Bilateral science and technology (S&T) agreements are important because they contribute to market-building and intellectual capital accumulation for transnational corporations. The US alone has over 800 bilateral S&T agreements being implemented in over 60 countries all over the world, involving research expenditures of an unknown amount. The federally-supported agreements carry stringent obligations to secure and protect US intellectual property rights and a good number of them focus on the life sciences. It is common practice for bilateral S&T agreement to serve non-S&T policy objectives, and in the US, a prominent discussion has been going on about how to better integrate S&T cooperation within national foreign policy.

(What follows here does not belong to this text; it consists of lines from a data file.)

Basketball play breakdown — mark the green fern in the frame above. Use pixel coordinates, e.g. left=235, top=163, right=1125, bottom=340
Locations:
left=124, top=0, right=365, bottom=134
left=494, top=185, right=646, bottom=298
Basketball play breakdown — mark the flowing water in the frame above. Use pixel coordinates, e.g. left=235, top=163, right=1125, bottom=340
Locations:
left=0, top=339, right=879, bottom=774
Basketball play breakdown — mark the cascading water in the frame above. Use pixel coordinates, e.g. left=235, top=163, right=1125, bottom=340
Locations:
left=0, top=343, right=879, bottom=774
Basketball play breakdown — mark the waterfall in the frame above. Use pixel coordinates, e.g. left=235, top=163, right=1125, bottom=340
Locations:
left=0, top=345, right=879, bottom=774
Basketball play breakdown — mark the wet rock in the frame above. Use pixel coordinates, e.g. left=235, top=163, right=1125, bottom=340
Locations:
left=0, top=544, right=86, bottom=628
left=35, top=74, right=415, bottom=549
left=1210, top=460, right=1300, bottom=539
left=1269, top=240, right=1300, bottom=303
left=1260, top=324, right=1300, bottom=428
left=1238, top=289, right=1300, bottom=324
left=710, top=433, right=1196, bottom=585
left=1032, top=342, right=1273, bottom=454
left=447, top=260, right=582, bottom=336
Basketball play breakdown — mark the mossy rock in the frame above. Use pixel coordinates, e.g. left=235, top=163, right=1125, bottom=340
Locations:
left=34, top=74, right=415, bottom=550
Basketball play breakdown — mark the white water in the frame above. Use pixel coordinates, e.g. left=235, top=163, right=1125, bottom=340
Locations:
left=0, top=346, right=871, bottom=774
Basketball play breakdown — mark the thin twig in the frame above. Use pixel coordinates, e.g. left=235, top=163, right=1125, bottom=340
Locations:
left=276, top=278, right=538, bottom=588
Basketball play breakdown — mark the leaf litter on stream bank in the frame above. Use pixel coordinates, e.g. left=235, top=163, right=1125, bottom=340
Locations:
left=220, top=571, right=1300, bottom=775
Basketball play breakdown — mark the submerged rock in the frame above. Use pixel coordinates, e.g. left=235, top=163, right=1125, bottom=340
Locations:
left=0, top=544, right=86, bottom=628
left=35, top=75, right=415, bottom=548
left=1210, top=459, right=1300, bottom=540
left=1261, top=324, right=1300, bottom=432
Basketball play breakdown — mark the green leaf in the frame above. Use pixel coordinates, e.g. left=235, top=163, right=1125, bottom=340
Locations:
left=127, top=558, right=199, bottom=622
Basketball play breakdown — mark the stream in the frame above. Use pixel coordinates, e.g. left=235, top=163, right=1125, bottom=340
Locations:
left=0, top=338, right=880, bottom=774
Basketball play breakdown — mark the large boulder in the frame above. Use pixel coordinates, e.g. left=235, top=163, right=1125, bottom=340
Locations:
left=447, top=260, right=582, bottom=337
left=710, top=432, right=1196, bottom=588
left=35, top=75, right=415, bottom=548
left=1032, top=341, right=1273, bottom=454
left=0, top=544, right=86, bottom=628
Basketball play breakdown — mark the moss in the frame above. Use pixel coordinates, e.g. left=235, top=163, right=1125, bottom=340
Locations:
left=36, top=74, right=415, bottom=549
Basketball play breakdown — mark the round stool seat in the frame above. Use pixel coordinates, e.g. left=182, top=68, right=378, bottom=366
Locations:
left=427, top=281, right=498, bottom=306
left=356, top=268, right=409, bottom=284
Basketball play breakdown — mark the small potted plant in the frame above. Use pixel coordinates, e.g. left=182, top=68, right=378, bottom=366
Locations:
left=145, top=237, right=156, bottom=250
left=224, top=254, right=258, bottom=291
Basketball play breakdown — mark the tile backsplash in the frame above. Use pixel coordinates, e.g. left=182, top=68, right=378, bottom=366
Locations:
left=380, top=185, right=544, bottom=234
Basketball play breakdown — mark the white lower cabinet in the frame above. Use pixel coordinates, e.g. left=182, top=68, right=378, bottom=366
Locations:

In the case of the US , these agreements serve to pressure countries to revise their standards for protection of investment and IPR. Up until recently, a 1990 model IPR protocol was annexed to each agreement. That protocol says that each party has full rights to any IPR generated under the agreement in its own country, while rights in third countries will be negotiated separately. But it also says that if one participating country does not protect such IPR under its domestic laws, and the other does, the IPR-protecting country will walk away with all the rights – worldwide. This provision has been extremely controversial and caused several countries to either haggle over the text or walk away from the research funds. The most famous case is India, which carried out an open dispute with the US over this policy from 1987-1992. The US was basically asking for all the rights to any drug patents coming out of joint vaccine and diagnostics research, since India does not allow for patents on pharmaceutical products – unless, of course, India would like to revise its patent law. The dispute put all Indo-US research cooperation on hold for six years, until the US was willing to amend its protocol to respect India’s rights.
Australia, which has about 55 bilateral research cooperation agreements with 25 countries, has also been accused of pushing its own standards for investment and IPR protection through these agreements in countries like the Philippines.
The European Union has about 30 bilateral S&T cooperation agreements with third countries.